Writing the Transition Matrix from B to the Canonical Basis in R3
The transition matrix from B to the canonical basis (also known as the standard basis) in R3 is formed by using the vectors of B as columns. The canonical basis in R3 consists of the vectors e1 = (1, 0, 0), e2 = (0, 1, 0), and e3 = (0, 0, 1). So, the transition matrix, let's call it P, is:
P = [ -1 1 2 ]
[ 1 2 -1 ]
[ 0 -1 1 ]
This matrix P transforms the coordinates of a vector expressed in the basis B to its coordinates in the canonical basis. In other words, if you have a vector's coordinates in basis B, multiplying it by P will give you its coordinates in the standard basis. This matrix is super useful for converting between different representations of the same vector!
Determining the Coordinates of Vector u
Now, let's move on to the second part of the problem. We need to determine the coordinates of a vector u (the problem statement is incomplete, but letβs assume u is given). Let's say the problem gives us a vector u = (x, y, z) in the canonical basis, and we want to find its coordinates in the basis B. To do this, we need to find scalars a, b, and c such that:
u = a * v1 + b * v2 + c * v3
(x, y, z) = a * (β1, 1, 0) + b * (1, 2,β1) + c * (2,β1, 1)

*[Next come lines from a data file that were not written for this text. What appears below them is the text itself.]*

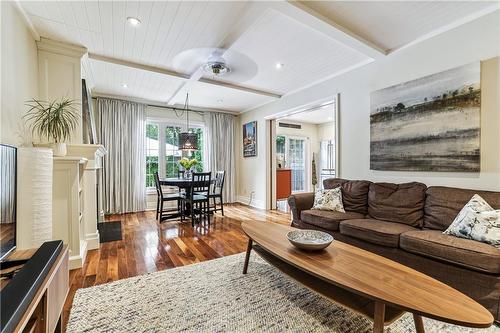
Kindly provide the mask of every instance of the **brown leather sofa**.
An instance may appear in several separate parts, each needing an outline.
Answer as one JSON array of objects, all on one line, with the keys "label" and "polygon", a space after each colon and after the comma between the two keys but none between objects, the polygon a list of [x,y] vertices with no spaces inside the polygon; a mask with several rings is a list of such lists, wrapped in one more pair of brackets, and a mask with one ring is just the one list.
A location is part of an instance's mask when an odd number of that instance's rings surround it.
[{"label": "brown leather sofa", "polygon": [[475,299],[500,321],[500,249],[443,234],[475,193],[500,209],[500,192],[337,178],[323,185],[342,188],[346,212],[311,210],[313,193],[292,195],[292,226],[326,231],[430,275]]}]

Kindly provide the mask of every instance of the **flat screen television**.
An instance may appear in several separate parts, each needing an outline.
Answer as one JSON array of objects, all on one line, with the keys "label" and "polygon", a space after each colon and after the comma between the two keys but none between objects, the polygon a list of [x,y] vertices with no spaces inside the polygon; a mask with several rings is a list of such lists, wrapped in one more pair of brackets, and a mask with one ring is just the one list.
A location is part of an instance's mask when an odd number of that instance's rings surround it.
[{"label": "flat screen television", "polygon": [[0,261],[16,248],[17,149],[0,144]]}]

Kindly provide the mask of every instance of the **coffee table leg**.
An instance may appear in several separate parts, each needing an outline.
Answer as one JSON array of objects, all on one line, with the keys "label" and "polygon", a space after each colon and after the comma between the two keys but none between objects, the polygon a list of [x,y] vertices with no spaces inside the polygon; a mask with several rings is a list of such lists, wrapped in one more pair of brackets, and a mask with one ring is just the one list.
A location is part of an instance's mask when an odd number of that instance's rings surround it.
[{"label": "coffee table leg", "polygon": [[375,302],[375,313],[373,314],[373,333],[384,332],[385,304]]},{"label": "coffee table leg", "polygon": [[253,241],[251,238],[248,239],[247,254],[245,255],[245,263],[243,264],[243,274],[247,273],[248,261],[250,260],[250,252],[252,251]]},{"label": "coffee table leg", "polygon": [[415,329],[417,333],[425,333],[424,321],[421,315],[413,314],[413,321],[415,322]]}]

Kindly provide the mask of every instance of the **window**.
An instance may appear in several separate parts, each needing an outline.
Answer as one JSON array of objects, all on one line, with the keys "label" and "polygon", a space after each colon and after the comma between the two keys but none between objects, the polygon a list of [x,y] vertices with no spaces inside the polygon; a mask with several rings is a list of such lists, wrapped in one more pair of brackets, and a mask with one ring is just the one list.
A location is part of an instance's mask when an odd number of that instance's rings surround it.
[{"label": "window", "polygon": [[155,172],[158,172],[158,125],[146,125],[146,187],[155,186]]},{"label": "window", "polygon": [[204,169],[203,127],[191,127],[190,131],[198,135],[198,148],[194,152],[182,152],[178,148],[179,133],[182,126],[169,123],[148,121],[146,124],[146,187],[155,187],[154,173],[160,178],[177,177],[179,160],[182,157],[196,158],[196,171]]}]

This gives us the following system of equations:
- -a + b + 2c = x
- a + 2b - c = y
- -b + c = z
To find a, b, and c, we need to solve this system of linear equations. We can use various methods like substitution, elimination, or matrix inversion.

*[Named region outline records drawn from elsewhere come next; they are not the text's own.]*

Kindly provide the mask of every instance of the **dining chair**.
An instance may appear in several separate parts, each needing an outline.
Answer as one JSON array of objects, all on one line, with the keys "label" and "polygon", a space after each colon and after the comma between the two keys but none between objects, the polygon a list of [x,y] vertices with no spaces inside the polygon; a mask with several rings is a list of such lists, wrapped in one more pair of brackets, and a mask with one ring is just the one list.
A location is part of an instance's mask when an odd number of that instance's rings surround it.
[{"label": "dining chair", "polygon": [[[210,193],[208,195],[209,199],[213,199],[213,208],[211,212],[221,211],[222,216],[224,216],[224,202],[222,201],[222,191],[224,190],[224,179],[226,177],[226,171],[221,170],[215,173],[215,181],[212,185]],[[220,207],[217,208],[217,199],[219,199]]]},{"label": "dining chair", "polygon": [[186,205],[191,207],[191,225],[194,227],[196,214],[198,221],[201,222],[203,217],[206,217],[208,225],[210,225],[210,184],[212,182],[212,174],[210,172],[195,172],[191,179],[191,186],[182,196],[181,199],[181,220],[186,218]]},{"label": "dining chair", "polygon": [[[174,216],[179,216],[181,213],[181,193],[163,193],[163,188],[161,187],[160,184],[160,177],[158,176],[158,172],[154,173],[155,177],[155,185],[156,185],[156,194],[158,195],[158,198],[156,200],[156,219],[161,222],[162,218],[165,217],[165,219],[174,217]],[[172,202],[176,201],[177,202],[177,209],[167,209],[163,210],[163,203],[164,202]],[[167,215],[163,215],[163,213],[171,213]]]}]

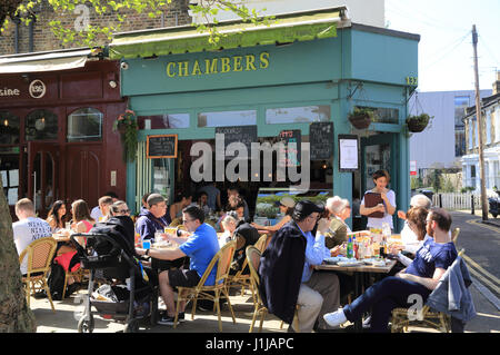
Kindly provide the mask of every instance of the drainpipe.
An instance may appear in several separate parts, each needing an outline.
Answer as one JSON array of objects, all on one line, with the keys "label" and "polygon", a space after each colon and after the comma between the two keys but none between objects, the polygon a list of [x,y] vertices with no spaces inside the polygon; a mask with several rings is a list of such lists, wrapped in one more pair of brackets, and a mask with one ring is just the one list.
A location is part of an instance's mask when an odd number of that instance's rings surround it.
[{"label": "drainpipe", "polygon": [[19,53],[19,18],[13,18],[12,21],[16,23],[14,28],[14,52]]},{"label": "drainpipe", "polygon": [[32,52],[33,51],[33,27],[34,27],[34,21],[36,21],[36,17],[34,16],[30,16],[31,21],[29,24],[29,51]]}]

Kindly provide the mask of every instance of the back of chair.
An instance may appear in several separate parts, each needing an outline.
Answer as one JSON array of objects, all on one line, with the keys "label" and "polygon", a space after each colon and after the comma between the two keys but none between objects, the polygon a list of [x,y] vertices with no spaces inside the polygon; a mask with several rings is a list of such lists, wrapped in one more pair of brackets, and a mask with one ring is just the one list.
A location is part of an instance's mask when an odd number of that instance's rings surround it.
[{"label": "back of chair", "polygon": [[222,248],[213,256],[209,266],[204,270],[201,276],[200,282],[198,283],[198,287],[203,286],[207,282],[212,269],[217,264],[217,276],[216,276],[216,285],[218,285],[221,280],[224,280],[229,275],[229,268],[231,266],[232,257],[236,250],[236,240],[230,240],[224,244]]},{"label": "back of chair", "polygon": [[454,228],[453,231],[451,233],[451,240],[453,241],[454,245],[457,245],[459,234],[460,234],[460,228]]},{"label": "back of chair", "polygon": [[268,239],[268,235],[263,234],[260,236],[259,240],[253,245],[260,253],[263,253],[266,247],[266,240]]},{"label": "back of chair", "polygon": [[259,299],[259,303],[262,304],[262,300],[260,298],[260,293],[259,293],[259,286],[260,286],[259,265],[260,265],[261,253],[258,248],[256,248],[252,245],[247,247],[246,253],[247,253],[248,268],[250,269],[250,280],[253,284],[253,288],[256,289],[256,294]]},{"label": "back of chair", "polygon": [[232,258],[234,256],[237,241],[230,240],[219,250],[219,263],[217,265],[216,283],[228,278],[229,269],[231,267]]},{"label": "back of chair", "polygon": [[52,237],[44,237],[32,241],[19,256],[19,264],[28,257],[28,274],[49,270],[58,243]]}]

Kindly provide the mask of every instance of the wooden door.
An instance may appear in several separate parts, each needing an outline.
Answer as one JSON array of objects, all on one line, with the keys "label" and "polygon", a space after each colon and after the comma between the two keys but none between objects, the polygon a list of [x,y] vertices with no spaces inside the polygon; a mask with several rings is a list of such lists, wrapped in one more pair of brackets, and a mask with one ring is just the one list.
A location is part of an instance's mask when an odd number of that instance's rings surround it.
[{"label": "wooden door", "polygon": [[101,144],[68,145],[66,150],[66,196],[86,200],[89,209],[98,204],[106,172],[101,150]]},{"label": "wooden door", "polygon": [[41,218],[47,217],[52,203],[61,191],[59,145],[54,142],[28,142],[28,197],[32,199]]}]

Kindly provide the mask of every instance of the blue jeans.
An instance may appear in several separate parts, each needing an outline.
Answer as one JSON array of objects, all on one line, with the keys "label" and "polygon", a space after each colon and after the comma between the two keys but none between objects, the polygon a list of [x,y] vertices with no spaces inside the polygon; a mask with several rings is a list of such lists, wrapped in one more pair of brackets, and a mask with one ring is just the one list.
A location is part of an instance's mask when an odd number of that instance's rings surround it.
[{"label": "blue jeans", "polygon": [[392,309],[411,306],[413,303],[408,303],[408,296],[413,294],[421,295],[426,303],[430,293],[431,290],[423,285],[390,276],[372,285],[364,294],[343,307],[343,313],[348,321],[354,322],[371,309],[370,331],[384,333],[388,332]]}]

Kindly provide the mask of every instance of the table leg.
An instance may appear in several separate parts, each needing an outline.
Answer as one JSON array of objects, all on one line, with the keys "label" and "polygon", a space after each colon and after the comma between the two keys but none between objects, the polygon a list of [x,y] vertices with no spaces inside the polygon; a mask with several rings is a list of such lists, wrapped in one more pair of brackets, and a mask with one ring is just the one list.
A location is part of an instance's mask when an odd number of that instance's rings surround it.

Solving the System of Equations
Let's use the matrix method. We can write the augmented matrix:
[ -1 1 2 | x ]
[ 1 2 -1 | y ]
[ 0 -1 1 | z ]
We want to transform this matrix into row-echelon form or reduced row-echelon form. First, let's add the first row to the second row:
[ -1 1 2 | x ]
[ 0 3 1 | x+y ]
[ 0 -1 1 | z ]
Next, let's multiply the third row by 3 and add it to the second row:
[ -1 1 2 | x ]
[ 0 0 4 | x+y+3z ]
[ 0 -1 1 | z ]
From the second row, we get:
4c = x + y + 3z => c = (x + y + 3z) / 4
From the third row, we get:
-b + c = z => b = c - z = (x + y + 3z) / 4 - z = (x + y - z) / 4
From the first row, we get:
-a + b + 2c = x => a = b + 2c - x = (x + y - z) / 4 + 2 * (x + y + 3z) / 4 - x
a = (x + y - z + 2x + 2y + 6z - 4x) / 4 = (-x + 3y + 5z) / 4
So, the coordinates of vector u in the basis B are:
u_B = (a, b, c) = (((-x + 3y + 5z) / 4), ((x + y - z) / 4), ((x + y + 3z) / 4))
Example
Letβs take an example. Suppose u = (1, 2, 3). Then,
a = (-1 + 32 + 53) / 4 = (-1 + 6 + 15) / 4 = 20 / 4 = 5 b = (1 + 2 - 3) / 4 = 0 / 4 = 0 c = (1 + 2 + 3*3) / 4 = (1 + 2 + 9) / 4 = 12 / 4 = 3
So, u_B = (5, 0, 3). This means that u = 5 * v1 + 0 * v2 + 3 * v3.
Conclusion
Alright, guys! We've successfully shown that the vector system B is a basis in R3, found the transition matrix from B to the canonical basis, and determined the coordinates of a vector u in the basis B. This involves understanding linear independence, spanning, and solving systems of linear equations. Keep practicing, and you'll become a pro at these types of problems in no time!